Ich würde sehr gerne einen "Free Font" nutzen,
aber bis ich die alle durchklickere, ist es längst Sommer!
Aber vielleicht hat ja jemand von euch was vor kurzem gesehen und kann sich erinnern ...?
Vielleicht habt ihr auch gleich noch ein paar Ideen, was den Namen betrifft - der steht nämlich auch noch nicht (wirklich) fest ...
Der Imbiss-Wagen wird kein "Schmuddel-Billigqualität-Imbiss", 
Ziel ist, qualitativ hochwertige Ware zu verkaufen, zu einem vernünftigen Preis - das Angebot wird noch erweitert ...

Ideen? Fragen?

Gruß Blondie.


----------



## EroA (12. Januar 2005)

Auf der Seite von Ulf Theis gibt es ein gutes Font-packet was er selber aus verschiedenen Free-Font zusammen gestellt.
www.ulf-theis.de

Die schriftart "TeamSpirit" find ich ziemlich gut gemacht.

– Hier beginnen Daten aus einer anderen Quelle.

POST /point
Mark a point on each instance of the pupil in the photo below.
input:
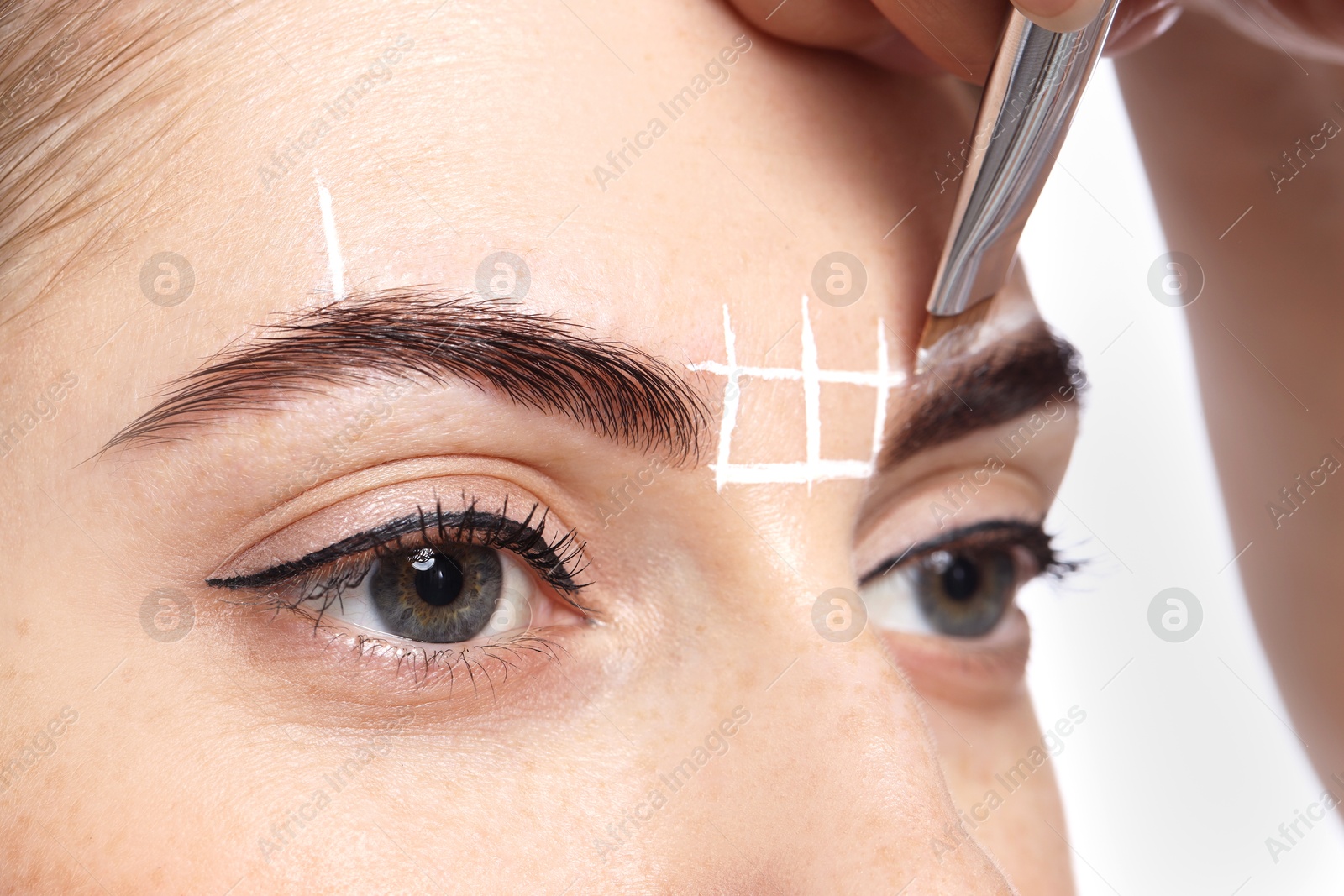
(440, 584)
(961, 579)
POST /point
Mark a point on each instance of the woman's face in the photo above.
(528, 563)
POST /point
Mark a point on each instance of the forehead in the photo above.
(648, 167)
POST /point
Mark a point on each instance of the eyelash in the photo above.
(994, 533)
(324, 575)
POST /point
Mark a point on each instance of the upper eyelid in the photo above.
(1005, 528)
(564, 550)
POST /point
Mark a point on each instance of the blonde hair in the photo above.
(76, 80)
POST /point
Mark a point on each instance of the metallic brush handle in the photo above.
(1028, 103)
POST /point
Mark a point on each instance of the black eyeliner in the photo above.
(553, 560)
(990, 533)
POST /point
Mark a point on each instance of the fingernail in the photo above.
(1059, 15)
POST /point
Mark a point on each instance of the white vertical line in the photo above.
(335, 264)
(811, 392)
(879, 421)
(730, 402)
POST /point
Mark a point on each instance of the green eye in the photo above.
(438, 595)
(964, 594)
(961, 584)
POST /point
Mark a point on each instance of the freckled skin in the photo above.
(264, 754)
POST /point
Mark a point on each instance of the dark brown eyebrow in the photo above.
(544, 363)
(988, 389)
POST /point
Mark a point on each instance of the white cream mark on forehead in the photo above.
(335, 262)
(811, 375)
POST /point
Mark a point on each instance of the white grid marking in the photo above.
(335, 262)
(815, 468)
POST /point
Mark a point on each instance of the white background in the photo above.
(1186, 762)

Hat so einen College Look


----------



## Hil (13. Januar 2005)

hallo
schau doch mal bei http://fonts.goldenweb.it nach, da gibts ganz viele freefonts. Zu nem Döner würde meiner meinung nach ein rundliche witzige schrift passen. Vielleicht Druckst du auch einen riesen Döner auf deinen Wagen und machst im Halbkreis dir Schrift drumrum.


----------



## Absoluter Beginner (20. Januar 2005)

Hi,
ich bin zwar kein Experte, aber da ich Döner echt mag, versuch ich heute mal was zu basteln.
Momentan mach ich meinen Zivi in den USA, wo es keine Döner gibt. Allein das Wort löst bei mir
also Wunschvorstellungen aus, die sicherlich auch meine Kreativität etwas puschen  .
Ich versuch so bald wie möglich ein Resultat zu zeigen...
Viele Grüße aus dem dönerlosen, bushvollem Land


----------



## fluessig (21. Januar 2005)

@Absoluter Beginner:
Na dann würd ich auf keinen Fall, ein paar andere Zivis schnappen und am Wochenende eine Dönerbude aufmachen. Mit dem ersten Geld ein Patent auf Döner kaufen und eine Franchise-Kette gründen. The American Dream


----------



## Hawky (25. Januar 2005)

Wie da gibts kein döner in den USA? 

Das is doch mal die Geschäftsidee...McDöner oder DönerKing in 3Jahren haste 100Filialen in den USA und bist stinkreich  ;-]


----------